Netflix gaining customers
Netflix’s decision to feature original programming on its Internet video service appears to be pulling in more customers. Numbers released on Monday showed Netflix Inc added 2 million US subscribers to its video streaming service during the first three months of the year. Through last month, Netflix had 29.2 million US streaming subscribers. The subscriber growth helped Netflix eke out a profit of US$3 million, or US$0.05 per share, in the quarter.

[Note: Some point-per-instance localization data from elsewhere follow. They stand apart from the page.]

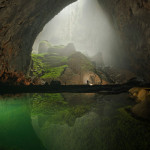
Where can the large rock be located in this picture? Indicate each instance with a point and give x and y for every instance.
(142, 96)
(43, 47)
(21, 21)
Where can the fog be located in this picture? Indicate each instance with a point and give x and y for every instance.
(85, 24)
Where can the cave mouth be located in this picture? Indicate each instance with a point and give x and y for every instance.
(76, 47)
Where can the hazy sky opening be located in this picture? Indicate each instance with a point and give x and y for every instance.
(85, 24)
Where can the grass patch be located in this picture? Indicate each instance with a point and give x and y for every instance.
(54, 72)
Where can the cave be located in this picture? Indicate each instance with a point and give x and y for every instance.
(67, 109)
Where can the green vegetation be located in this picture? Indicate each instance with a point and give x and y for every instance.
(54, 73)
(78, 58)
(48, 65)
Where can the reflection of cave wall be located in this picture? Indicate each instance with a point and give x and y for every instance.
(21, 21)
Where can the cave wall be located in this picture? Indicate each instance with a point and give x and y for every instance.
(21, 21)
(131, 19)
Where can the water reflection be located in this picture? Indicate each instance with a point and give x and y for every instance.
(70, 121)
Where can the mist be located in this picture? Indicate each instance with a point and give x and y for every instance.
(85, 24)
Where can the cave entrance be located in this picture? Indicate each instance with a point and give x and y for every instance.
(74, 45)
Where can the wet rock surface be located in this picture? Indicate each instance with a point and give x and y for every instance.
(21, 21)
(142, 96)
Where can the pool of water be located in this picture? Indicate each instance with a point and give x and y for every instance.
(70, 121)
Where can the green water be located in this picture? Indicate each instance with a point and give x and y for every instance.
(70, 121)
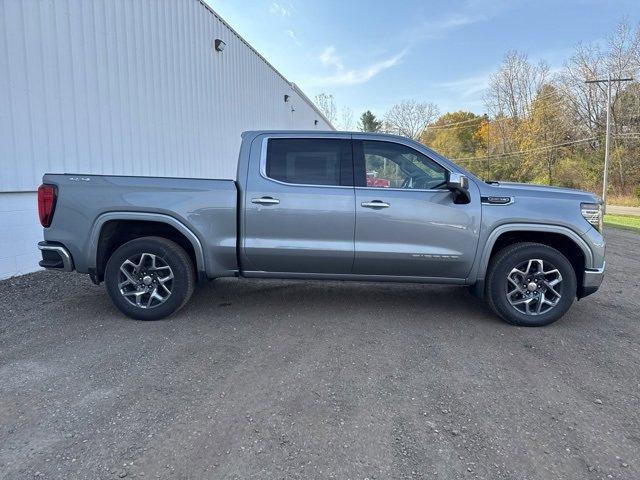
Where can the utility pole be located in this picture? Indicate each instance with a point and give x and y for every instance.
(607, 139)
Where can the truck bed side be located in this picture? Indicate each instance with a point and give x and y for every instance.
(205, 208)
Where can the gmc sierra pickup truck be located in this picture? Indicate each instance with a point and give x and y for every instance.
(329, 206)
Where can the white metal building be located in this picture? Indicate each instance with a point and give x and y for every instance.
(144, 87)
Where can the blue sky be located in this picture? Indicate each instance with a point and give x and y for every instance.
(372, 54)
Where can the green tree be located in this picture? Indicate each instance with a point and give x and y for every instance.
(369, 123)
(457, 135)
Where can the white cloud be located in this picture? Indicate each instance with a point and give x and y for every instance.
(329, 58)
(468, 86)
(291, 34)
(354, 76)
(280, 8)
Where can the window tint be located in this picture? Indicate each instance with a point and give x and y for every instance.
(310, 161)
(391, 165)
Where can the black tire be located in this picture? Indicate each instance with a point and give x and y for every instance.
(497, 284)
(167, 254)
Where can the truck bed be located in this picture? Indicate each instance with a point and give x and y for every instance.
(205, 207)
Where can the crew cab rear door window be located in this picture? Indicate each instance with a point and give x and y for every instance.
(309, 161)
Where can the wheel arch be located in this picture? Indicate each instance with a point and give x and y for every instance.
(112, 229)
(568, 242)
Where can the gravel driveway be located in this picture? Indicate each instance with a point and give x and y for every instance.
(271, 379)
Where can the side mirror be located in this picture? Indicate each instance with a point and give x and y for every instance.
(459, 185)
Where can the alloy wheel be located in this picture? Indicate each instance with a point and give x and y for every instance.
(145, 280)
(534, 287)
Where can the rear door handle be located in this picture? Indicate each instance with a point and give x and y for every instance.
(265, 201)
(375, 204)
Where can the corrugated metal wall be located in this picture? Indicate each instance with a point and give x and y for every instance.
(131, 87)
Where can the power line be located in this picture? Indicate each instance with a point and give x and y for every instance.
(509, 154)
(608, 81)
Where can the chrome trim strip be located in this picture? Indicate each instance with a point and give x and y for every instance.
(389, 189)
(511, 202)
(593, 277)
(67, 262)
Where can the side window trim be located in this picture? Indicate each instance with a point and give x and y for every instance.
(263, 164)
(360, 171)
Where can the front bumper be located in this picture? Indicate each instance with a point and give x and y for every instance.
(591, 281)
(55, 257)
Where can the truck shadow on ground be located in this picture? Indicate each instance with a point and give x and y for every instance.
(315, 300)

That contrasted with a loss of nearly US$5 million, or US$0.08 per share last year.
S&P case dismissal sought
The parent company of Standard & Poor’s (S&P) wants a federal judge to dismiss a US government lawsuit that claims the ratings agency gave falsely high ratings to mortgage investments that helped trigger the financial crisis. Attorneys for McGraw-Hill Cos Inc delivered their arguments in documents filed on Monday in US District Court in California. The motion asserts that the US government’s complaint against S&P is a stretch, noting that other agencies issued ratings identical to S&P.
Eurobank needs help
Eurobank says it will not be able to privately raise money to complete its 5.84 billion euro (US$7.61 billion) recapitalization, and would rely on a national rescue fund instead. The bank’s governing board on Monday said it would make the recommendation at investor meeting to draw all the money from the Hellenic Financial Stability Fund — a move that could mean handing over management of the bank to the state.